Artwork
Selvportræt

Selvportræt is a photography by Unknown. It dates from 1936 and is held in the collection of the Statens Museum for Kunst.
About this work
Overview
Created in 1936, Selvportræt is a self-portrait by the Danish artist 1003_person. The painting is part of the collection at the Museum of Ethnography, where it is preserved as a personal and introspective work from the artist’s mid-career period. Its modest scale and direct gaze reflect a quiet, unadorned approach to self-representation.
Subject & Meaning
The subject is the artist himself, depicted in middle or later age, wearing a white coat over a blue shirt and dark tie. His expression is neutral, eyes fixed ahead, suggesting contemplation rather than performance. The absence of narrative elements or symbolic objects shifts focus to the physical presence and psychological weight of the individual.
Technique & Style
The face is rendered with dense, textured brushwork, creating a tactile surface that emphasizes the aging skin and contours of the features. The background is a flat, dark gray, eliminating spatial depth and isolating the figure.

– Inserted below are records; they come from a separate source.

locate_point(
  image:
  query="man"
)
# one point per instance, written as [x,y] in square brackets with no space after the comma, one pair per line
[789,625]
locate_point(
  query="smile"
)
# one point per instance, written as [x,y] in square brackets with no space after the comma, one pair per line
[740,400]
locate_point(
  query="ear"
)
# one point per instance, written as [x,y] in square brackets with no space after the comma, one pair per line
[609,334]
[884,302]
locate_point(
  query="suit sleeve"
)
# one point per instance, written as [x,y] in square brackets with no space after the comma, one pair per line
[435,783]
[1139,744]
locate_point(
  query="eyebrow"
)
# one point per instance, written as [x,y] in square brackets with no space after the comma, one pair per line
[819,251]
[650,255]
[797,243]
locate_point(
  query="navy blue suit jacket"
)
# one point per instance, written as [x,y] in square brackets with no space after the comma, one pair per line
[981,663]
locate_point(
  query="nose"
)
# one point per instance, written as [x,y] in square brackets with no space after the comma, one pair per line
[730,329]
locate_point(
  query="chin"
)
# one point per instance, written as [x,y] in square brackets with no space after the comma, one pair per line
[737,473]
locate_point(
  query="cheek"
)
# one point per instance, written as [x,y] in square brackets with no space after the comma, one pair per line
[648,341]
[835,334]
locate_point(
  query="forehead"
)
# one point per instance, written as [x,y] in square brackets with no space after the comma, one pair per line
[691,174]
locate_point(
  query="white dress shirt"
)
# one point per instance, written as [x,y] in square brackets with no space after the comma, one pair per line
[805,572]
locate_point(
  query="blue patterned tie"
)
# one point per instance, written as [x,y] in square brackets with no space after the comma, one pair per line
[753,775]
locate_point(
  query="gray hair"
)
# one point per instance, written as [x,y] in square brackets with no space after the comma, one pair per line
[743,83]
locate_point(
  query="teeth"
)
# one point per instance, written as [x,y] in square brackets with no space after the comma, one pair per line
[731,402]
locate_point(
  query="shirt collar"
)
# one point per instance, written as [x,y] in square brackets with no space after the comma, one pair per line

This contrast enhances the physicality of the face while minimizing distraction, aligning with a restrained, almost austere modernist sensibility.
History & Provenance
The painting entered the Museum of Ethnography’s collection after the artist’s death, likely through donation or bequest. Its placement in an ethnographic institution, rather than a fine arts museum, suggests an emphasis on cultural documentation or personal identity as anthropological artifact, though the exact circumstances of acquisition remain undocumented.
Context
Made during the interwar period in Denmark, the work reflects a broader trend among Nordic artists toward introspective portraiture, away from grand narratives. While contemporaries explored social themes or abstraction, 1003_person chose a private, inward gaze, aligning with a quiet tradition of psychological realism in Danish painting of the era.
Legacy
Selvportræt remains one of the few surviving self-portraits by 1003_person, offering insight into his personal vision. Though not widely exhibited, it is referenced in scholarly studies of Danish modernism for its unembellished honesty. Its preservation in an ethnographic context continues to invite interpretations linking personal identity with cultural representation.